‘True Detective’ returns, stays true to powerful past


By Frazier Moore

AP Television Writer

NEW YORK

“True Detective” could drive you to drink. Its second season (tonight at 9 p.m. on HBO) arrives under cover of such darkness and psychic pain it seems to beg its audience to keep a bottle close by in a display of unity with its hard-drinking protagonists.

“You tying one on?” asks Frank Semyon (series star Vince Vaughn), an enterprising but beleaguered mobster, as he sits across from tormented Detective Ray Velcoro (co-star Colin Farrell) and watches him drain glass after glass of Frank’s pricey Johnny Walker Blue.

“Not particularly,” grunts Velcoro, filling his glass again.

Of course, if you were to tie one on while watching “True Detective” you might realize you’re not the sort of high-functioning alcoholic represented by Detective Velcoro, who serves the city of Vinci, a corrupt, industrially ravaged neighbor of Los Angeles. Or by Ani Bezzerides (Rachel McAdams), a hard-bitten Ventura County sheriff’s detective.

Stick to soft drinks. “True Detective” this season, even more than last, demands a viewer’s full attention to absorb the twisting, multilayered puzzle taunting Ray and Ani, along with Paul Woodrugh (Taylor Kitsch), a troubled war veteran and California Highway Patrol motorcycle cop, as well as Frank, whose make-or-break-him real-estate deal is thrown in jeopardy, as they all converge on a pivotal event: the eerie murder of a Vinci city official.

That, in a nutshell, is what this season’s “True Detective” encompasses: law-enforcement officers (the series title still applies) and attempts to find answers to a crime whose search is complicated by ulterior motives. (Hear Ray addressing a superior in a future episode: “One question. Am I supposed to solve this or not?”)

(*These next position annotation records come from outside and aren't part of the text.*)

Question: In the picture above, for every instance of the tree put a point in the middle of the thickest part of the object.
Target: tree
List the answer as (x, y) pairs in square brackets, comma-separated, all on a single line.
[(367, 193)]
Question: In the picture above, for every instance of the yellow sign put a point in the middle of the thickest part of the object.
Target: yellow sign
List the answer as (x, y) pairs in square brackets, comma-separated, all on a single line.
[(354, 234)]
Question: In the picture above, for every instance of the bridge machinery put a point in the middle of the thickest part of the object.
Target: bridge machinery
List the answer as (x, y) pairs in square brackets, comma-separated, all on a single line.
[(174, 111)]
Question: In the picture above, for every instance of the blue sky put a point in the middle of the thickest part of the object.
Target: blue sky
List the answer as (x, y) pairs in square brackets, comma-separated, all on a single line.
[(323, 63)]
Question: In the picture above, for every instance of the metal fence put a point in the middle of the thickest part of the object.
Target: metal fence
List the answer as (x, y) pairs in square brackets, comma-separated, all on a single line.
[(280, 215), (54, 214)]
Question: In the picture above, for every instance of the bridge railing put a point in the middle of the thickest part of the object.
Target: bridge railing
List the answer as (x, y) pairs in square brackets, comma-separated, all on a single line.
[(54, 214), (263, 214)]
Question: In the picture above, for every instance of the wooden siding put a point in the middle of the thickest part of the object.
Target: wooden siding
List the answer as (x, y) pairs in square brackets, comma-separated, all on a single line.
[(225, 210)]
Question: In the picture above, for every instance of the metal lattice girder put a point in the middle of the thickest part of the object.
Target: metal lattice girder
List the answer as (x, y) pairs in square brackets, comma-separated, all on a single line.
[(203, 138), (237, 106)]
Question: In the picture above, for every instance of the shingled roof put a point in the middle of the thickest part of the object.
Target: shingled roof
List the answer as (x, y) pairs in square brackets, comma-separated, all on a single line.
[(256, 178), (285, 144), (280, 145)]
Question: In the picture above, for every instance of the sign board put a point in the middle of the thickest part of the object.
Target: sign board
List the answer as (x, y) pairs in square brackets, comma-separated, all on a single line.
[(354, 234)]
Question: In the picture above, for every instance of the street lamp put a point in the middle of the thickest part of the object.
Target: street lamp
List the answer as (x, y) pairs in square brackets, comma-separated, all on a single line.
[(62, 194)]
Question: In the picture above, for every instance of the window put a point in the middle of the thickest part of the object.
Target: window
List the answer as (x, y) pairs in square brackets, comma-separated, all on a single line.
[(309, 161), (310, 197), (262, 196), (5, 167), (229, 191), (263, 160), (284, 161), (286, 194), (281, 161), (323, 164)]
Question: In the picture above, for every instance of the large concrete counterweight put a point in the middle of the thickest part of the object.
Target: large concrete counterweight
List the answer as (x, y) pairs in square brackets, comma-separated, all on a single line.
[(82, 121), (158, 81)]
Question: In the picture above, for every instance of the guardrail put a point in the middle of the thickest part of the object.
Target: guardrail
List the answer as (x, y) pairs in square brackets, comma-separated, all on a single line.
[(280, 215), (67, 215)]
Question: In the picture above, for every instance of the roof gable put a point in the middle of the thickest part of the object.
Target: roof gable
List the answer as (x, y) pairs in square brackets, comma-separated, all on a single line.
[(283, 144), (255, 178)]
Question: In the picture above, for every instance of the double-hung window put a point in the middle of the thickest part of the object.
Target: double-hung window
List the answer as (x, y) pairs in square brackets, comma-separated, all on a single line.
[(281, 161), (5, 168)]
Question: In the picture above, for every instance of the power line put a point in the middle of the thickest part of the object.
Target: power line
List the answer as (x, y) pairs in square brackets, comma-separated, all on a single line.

But what “True Detective” is this season may be no more important than how it differs from last season, which, of course, was a triumph starring Matthew McConaughey and Woody Harrelson as they tackled, in effect, not one but two roles apiece: former Louisiana State Police detectives being interrogated in 2012 about a homicide case that they were seen, in flashbacks, working in 1995.

Although Vaughn and Farrell are the nominal co-leads this season, and excellent, the new saga doesn’t call for last year’s two-man actors’ showcase in a dual time frame. These co-stars are fused into this season’s larger ensemble, in the present tense.

What truly ties the “True Detective” seasons together: the voice and vision of Nic Pizzolatto. He created the series, wrote all last year’s episodes and has repeated that feat for the upcoming eight hours. And he apparently has never heard the expression “If it ain’t broke, don’t fix it,” having ditched the buddy-drama format that worked so well to do his thing in other, different ways this time.

How he’s done it should become increasingly evident beyond the three episodes made available for preview. But he clearly has retained last year’s “weird fiction” atmospherics of the Louisiana bayou despite relocating to an urban world. In this factory-and-refinery-choked corner of L.A., the macabre is in evidence, even in the interstitial aerial shots of tangled freeways, where cars look like corpuscles coursing through blood vessels.